Tot zondag, tot we aan de voeten van Jan Baert mogen staan... en geloof me vrij, we komen niet tot aan zijn knieën! 



woensdag 25 maart 2015

Zuydcoote - Aflevering 7 - weekend à Zuydcoote ?

Maar echt legendarisch werd Zuydcoote pas in heel Frankrijk dankzij Robert Merle en Jean Paul Belmondo. 
Merle als jongeman

Robert Merle was een van die mannen die in mei-juni 1940 op de stranden van Zuydcoote en Duinkerke aanwezig was. Als licenciaat Engels werd hij ingezet als verbindingsofficier voor de Engelsen. Merle raakte niet op tijd weg uit de poche de Dunkerque en werd gevangen genomen door de oprukkende Duitsers. In 1943 werd hij vanuit Duitsland terug gebracht naar Frankrijk omwille van gezondheidsredenen. Hij wordt vanaf 1944 terug leraar Engels in Rouen en zal in de rest van zijn leven aan verschillende universiteiten les geven in het Engels. 
In 1949 publiceerde hij zijn boek 'Weekend à Zuydcoote'. Het boek vertelt het verhaal van een groep soldaten die in het sanatorium Zuydcoote aankomt en er wacht op het inschepen naar Engeland terwijl ze constant door Duitsers onder vuur worden genomen. Tijdens het wachten stellen de mannen elkaar vragen over het hoe en waarom van deze oorlog. 
Merle in zijn oude dag

Hij schrijft later nog een aantal andere romans, maar hij zal toch altijd bekend blijven als de man van 'Weekend à Zuydcoote'. Hij is in 2004 gestorven. 
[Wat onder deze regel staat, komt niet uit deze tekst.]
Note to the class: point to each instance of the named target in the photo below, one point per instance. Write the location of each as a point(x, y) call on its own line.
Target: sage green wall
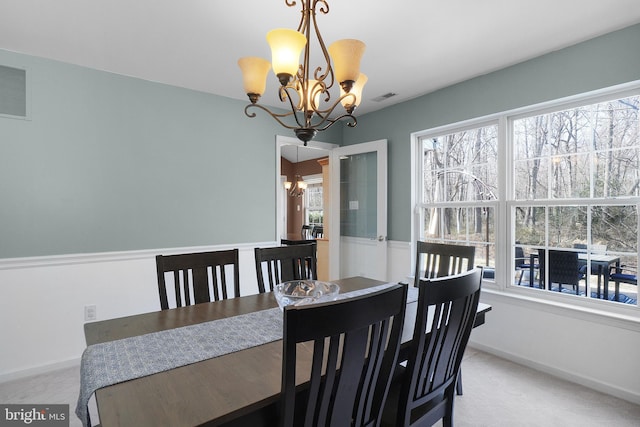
point(110, 163)
point(598, 63)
In 1964 wordt het boek verfilmd op de stranden van Zuydcoote, met het sanatorium als decor, door Henri Verneuil. Merle wordt gevraagd om mee te schrijven aan het scenario. Frankrijk loopt storm voor de film waarin vooral Jean Paul Belmondo op treffende manier het personage van Merle, Julien Maillat, neerzet. En in die periode wordt het strand door toeristen overspoeld, iedereen wil ook een weekend in Zuydcoote verblijven. 




dinsdag 17 maart 2015

Zuydcoote - Aflevering 6 - Moet er nog oorlog (deel 2) zijn ?

Met deze zesde aflevering zijn we terecht gekomen in Zuydcoote in 1940, de tweede wereldoorlog dus en meer bepaald op de 26ste mei. 
situatie op 16 mei - De Duitsers zijn opgerukt tot aan de Leie
en trekken de lijn door tot aan de kust (Monding van de Somme)

Even ons geheugen opfrissen over die tweede wereldoorlog.  Op 10 mei valt het Duitse leger aan richting West, België en Frankrijk worden onder de voet gelopen. De Duitsers die in de eerste wereldoorlog een aantal lesjes hadden geleerd, zetten meteen in op de kanaalhavens. De havens van Le Havre, Boulogne, Calais en Duinkerke waren in de eerste wereldoorlog nooit in Duitse handen gevallen, daardoor kon Engeland blijven troepen en materieel aanvoeren. Deze fout willen ze 22 jaar later niet opnieuw maken. Op 16 mei zijn de Duitsers opgerukt tot aan de Leie. (zie kaartje). Op
Leopold III verklaart dat België
zich overgeeft (28 mei 1940) 
24 mei vallen Boulogne en Calais in Duitse handen. Op 28 mei begint de belegering van Rijsel. Stilaan wordt duidelijk dat de Engelse, Belgische en Franse troepen die zich bij de cote Opale en aan de Belgische kust bevinden ingesloten zijn langs alle kanten. Op 28 mei neemt Leopold III de beslissing die hem zal blijven achtervolgen voor de rest van zijn leven. Zonder de geallieerden te consulteren en zonder zijn regering te raadplegen, geeft hij zich over. België staakt de oorlog. 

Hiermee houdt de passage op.